Codeium and Windsurf had a turbulent 2025. Codeium, the consumer brand, evolved into Windsurf with the launch of the Cascade agent in November 2024. In July 2025, Google reportedly paid about $2.4 billion in a licensing and hiring deal that pulled CEO Varun Mohan and other engineers to DeepMind, leaving the Windsurf product behind. Cognition AI then acquired what remained of Windsurf later in July 2025 [29][30].
Aider, written and maintained by Paul Gauthier, is an open-source command-line tool that pairs an LLM with a Git workflow. It applies edits as commits, with diffs the user can review, and has been used as a reference implementation for many later agentic coders [31].
Cline, originally released as Claude Dev, is an open-source VS Code extension that uses your own API key, runs in a plan-then-act loop, and supports multiple model providers [32].

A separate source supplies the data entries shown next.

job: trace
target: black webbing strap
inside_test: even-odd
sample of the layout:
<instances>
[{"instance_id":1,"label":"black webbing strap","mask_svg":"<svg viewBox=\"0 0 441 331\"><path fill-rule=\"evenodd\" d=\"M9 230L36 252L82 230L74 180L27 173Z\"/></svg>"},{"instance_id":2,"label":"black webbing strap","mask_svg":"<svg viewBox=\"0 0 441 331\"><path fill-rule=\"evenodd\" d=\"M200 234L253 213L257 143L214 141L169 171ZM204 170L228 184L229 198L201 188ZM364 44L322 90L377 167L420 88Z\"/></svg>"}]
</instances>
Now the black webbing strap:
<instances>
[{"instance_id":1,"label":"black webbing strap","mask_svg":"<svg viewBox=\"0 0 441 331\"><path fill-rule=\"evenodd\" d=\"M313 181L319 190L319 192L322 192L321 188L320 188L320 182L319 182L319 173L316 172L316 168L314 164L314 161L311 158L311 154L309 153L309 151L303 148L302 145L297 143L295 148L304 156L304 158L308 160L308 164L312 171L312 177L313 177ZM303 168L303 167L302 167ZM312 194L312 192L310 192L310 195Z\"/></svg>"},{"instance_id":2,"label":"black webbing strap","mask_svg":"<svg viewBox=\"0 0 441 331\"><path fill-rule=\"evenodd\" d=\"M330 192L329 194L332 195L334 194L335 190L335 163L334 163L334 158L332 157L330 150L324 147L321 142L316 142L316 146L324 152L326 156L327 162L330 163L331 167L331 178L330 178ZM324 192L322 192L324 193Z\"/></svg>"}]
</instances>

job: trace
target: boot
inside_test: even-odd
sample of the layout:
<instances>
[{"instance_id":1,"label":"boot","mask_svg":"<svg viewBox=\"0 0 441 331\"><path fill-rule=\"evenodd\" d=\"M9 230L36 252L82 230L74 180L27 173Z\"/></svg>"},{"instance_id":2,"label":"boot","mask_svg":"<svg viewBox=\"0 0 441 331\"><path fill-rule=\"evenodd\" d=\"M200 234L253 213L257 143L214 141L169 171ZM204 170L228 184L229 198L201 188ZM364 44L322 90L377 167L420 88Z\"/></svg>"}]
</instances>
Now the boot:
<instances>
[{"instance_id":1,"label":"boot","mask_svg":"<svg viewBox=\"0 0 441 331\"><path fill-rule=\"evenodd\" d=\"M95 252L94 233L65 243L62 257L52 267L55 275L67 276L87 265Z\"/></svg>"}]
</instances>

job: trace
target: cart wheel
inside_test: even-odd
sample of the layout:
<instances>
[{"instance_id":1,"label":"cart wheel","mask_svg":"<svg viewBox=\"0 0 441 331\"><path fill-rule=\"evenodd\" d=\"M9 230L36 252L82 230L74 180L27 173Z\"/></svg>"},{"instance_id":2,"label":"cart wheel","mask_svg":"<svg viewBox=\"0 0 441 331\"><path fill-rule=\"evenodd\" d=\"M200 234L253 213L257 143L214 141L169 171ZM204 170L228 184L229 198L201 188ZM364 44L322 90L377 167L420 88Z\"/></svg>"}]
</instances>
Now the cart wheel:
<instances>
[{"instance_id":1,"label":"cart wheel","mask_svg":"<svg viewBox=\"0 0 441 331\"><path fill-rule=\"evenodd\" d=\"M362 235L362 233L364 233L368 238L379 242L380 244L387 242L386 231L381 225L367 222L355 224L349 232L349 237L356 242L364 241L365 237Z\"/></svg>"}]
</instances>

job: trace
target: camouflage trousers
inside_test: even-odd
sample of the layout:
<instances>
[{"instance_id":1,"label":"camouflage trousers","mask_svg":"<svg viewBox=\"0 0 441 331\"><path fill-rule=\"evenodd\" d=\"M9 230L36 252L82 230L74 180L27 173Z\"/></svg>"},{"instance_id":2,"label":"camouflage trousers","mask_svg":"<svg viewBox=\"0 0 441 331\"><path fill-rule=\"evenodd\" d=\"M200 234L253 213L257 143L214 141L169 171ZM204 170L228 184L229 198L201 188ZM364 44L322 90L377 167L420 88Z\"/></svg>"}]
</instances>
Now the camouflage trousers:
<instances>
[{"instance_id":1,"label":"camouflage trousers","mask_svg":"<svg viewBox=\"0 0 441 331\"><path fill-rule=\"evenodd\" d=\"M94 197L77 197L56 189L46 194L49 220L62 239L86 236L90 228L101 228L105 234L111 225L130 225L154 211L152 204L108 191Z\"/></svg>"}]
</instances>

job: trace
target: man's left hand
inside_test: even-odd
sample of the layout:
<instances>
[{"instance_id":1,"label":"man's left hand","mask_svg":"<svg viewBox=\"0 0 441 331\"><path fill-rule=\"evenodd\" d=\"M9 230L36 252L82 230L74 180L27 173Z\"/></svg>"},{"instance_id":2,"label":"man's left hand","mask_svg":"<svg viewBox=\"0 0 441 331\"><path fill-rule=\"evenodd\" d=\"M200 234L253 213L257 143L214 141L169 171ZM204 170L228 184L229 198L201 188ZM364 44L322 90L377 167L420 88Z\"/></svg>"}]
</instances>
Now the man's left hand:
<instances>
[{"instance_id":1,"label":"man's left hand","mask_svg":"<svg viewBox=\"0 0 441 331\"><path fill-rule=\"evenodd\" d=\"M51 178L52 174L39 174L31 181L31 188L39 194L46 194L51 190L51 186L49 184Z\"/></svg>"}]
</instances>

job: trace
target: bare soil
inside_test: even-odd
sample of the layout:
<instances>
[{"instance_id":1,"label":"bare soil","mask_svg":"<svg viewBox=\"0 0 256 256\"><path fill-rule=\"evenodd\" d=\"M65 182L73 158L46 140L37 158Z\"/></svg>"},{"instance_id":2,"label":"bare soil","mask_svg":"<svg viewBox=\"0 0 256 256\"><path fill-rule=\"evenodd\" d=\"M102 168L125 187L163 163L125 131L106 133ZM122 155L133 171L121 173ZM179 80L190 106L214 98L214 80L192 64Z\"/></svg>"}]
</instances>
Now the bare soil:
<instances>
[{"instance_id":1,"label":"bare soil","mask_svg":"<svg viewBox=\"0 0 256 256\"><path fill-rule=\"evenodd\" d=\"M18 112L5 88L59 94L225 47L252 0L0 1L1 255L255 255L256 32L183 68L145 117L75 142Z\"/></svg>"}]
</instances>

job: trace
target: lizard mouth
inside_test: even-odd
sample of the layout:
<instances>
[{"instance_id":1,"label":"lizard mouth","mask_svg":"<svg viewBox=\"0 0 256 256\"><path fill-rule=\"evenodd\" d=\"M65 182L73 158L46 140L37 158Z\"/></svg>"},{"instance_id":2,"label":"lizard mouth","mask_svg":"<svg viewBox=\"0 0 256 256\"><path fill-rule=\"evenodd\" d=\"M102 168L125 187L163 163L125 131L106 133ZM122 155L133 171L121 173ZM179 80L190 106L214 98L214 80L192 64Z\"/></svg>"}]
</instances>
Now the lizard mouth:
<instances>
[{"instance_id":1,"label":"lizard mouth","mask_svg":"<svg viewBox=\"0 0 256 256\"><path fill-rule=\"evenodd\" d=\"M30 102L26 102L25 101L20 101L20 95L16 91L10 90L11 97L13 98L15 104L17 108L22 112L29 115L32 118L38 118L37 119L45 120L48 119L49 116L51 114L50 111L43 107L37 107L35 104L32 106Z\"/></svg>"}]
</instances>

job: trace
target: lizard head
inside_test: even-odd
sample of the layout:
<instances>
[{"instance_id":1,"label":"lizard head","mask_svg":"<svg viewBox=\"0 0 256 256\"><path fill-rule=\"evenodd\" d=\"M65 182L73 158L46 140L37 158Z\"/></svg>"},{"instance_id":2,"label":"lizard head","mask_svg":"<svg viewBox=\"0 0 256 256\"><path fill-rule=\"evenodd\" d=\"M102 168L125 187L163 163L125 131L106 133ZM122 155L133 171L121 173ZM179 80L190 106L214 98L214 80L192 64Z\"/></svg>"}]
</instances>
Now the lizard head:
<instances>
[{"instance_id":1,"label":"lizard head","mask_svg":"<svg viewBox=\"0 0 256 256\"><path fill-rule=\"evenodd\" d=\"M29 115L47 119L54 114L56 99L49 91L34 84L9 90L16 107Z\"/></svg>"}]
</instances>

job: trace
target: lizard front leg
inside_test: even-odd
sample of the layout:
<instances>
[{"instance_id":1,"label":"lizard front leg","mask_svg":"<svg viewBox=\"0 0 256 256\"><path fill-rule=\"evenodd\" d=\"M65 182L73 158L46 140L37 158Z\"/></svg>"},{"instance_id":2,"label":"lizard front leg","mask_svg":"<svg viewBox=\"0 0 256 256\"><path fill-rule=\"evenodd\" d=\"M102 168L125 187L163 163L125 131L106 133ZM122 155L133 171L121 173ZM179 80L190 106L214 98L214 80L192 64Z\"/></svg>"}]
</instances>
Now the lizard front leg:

A "coding agent" in this article means a system that, given a high-level task, can plan steps, edit files, run commands such as tests, observe results, and iterate without per-step human approval. The line between an agent and a chat tool is blurry, since most chat tools now ship some form of tool use.
Devin is the agent that arguably defined the category. Cognition AI, founded in 2023 by Scott Wu, Steven Hao, and Walden Yan, announced Devin on 12 March 2024 with a launch video, a benchmark claim, and a private waitlist [21]. The system runs in a sandbox with a Linux shell, code editor, and browser, and presents a chat interface where users can hand off tasks. Devin reached general availability in December 2024 at $500 per month, then dropped to a $20 starting price with Devin 2.0 in April 2025 [33]. Cognition was valued at over $10 billion by September 2025 [34].
Claude Code is Anthropic's terminal-based coding agent. It launched in research preview with Claude 3.7 Sonnet on 24 February 2025 [25]. Claude Code runs as a CLI, with permission to read and edit files in a working directory, execute shell commands, and call MCP servers for external tools. Anthropic has rolled out follow-on features including subagents, hooks, a VS Code extension, GitHub integration, and a one-million-token context window for Sonnet variants. Anthropic reported on its fiscal results that Claude Code reached significant adoption among engineering teams during 2025, contributing to a sharp rise in API revenue [35].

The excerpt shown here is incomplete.